И все же, несмотря на то что Сталину не удалось полностью отделаться от подозрений, он, глядя в скуластое, озорное, жизнелюбивое лицо Кирова, уже готового рассмеяться, казалось бы, без всяких видимых причин, и сам не смог удержаться от сдержанной улыбки.

— Счастливый человек,— добродушно, с напускной завистью сказал Сталин.— Начинен радостью, как динамитом. Можно подумать, что мы уже победили на всех фронтах.

— А мы обязательно победим, дорогой Коба! — хохотнул Киров.— И как можно не радоваться, когда из промозглого Питера попадаешь в самый настоящий рай?

— Три дня назад ты попал бы не в рай, а в ад,— заметил Сталин,— Такого урагана мне испытать не доводилось.

— Ураганы нас только закаляют,— Киров пытался настроить Сталина на шутливую волну.

— «Каждый мнит себя стратегом, видя бой со стороны»,— наставительно процитировал Сталин строку из «Витязя в тигровой шкуре».

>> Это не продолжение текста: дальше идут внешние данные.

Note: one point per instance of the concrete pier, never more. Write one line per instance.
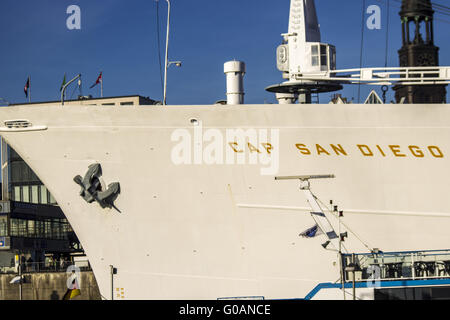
(47, 286)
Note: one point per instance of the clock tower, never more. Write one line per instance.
(418, 50)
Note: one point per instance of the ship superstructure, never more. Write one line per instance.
(181, 202)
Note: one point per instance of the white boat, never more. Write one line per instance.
(188, 220)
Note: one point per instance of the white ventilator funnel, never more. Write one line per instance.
(235, 71)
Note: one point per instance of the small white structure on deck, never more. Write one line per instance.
(302, 52)
(310, 65)
(235, 71)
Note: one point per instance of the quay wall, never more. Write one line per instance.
(47, 286)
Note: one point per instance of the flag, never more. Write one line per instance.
(73, 292)
(15, 280)
(99, 79)
(64, 82)
(311, 232)
(27, 86)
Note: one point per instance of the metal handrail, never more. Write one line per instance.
(45, 267)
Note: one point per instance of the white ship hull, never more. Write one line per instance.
(208, 231)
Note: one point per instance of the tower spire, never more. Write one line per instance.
(418, 49)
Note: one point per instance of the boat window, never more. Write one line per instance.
(323, 55)
(26, 194)
(17, 194)
(315, 55)
(44, 198)
(34, 194)
(52, 200)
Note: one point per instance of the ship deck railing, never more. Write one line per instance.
(390, 266)
(46, 267)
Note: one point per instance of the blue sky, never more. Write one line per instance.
(119, 38)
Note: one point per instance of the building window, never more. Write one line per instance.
(129, 103)
(3, 227)
(52, 200)
(323, 55)
(16, 195)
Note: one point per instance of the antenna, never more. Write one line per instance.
(167, 62)
(63, 91)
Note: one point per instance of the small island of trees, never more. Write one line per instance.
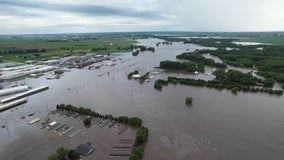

— Шота Руставели прав,— посерьезнел Киров.

— Однако соловья баснями не кормят. Я еще не обедал.

— С удовольствием составлю тебе компанию, если не против. Я чертовски голоден.

— «Если не против»,— передразнил его Сталин,— Мы же не на заседании Политбюро. Ты мой гость. А гостю — почет и уважение. Устраивайся и приходи через полчасика прямо в столовую.

— Спасибо, я мигом.

Кирова провели в отведенную для него половину дачи. Просторные, полные южного солнца комнаты, упругие струи душа, свежий костюм… Хорошо!

Когда он — свежий, бодрый и все такой же сияющий — вошел в столовую, Сталин уже сидел за столом.

— Мы тебе не дадим умереть с голоду,— пообещал Сталин, обводя руками уставленный живописными блюдами стол.— На первое у нас борщ, суп и уха; выбирай, что тебе по вкусу.

— Вообще-то я поклонник борща, но у тебя отведаю ушицы… Из какой рыбы?

— Форель? — полувопросительно обратился Сталин к официантке.

— Форель, только что выловленная, товарищ Сталин.

— Но учти, это совершенно особая уха, грузинская.— Сталин, как хлебосольный хозяин, иногда, если у него было хорошее настроение, любил порассуждать на кулинарные темы.— Если сказать точнее, это рыбное харчо. Тут и чеснок, и толченые грецкие орехи, и помидоры. И даже сунели.

— Сунели? — оживленно переспросил Киров.

— Сунели,— подтвердил Сталин.— Ты столько лет провел на Кавказе и забыл, что такое сунели? — И, не ожидая ответа Кирова, пояснил с видом большого знатока: — Сунели — это сухая смесь семян киндзы, красного перца, петрушки, укропа и других пряностей. Но чтобы в полной мере ощутить всю прелесть этого харчо, товарищ Киров должен выпить добрый бокал настоящего грузинского вина.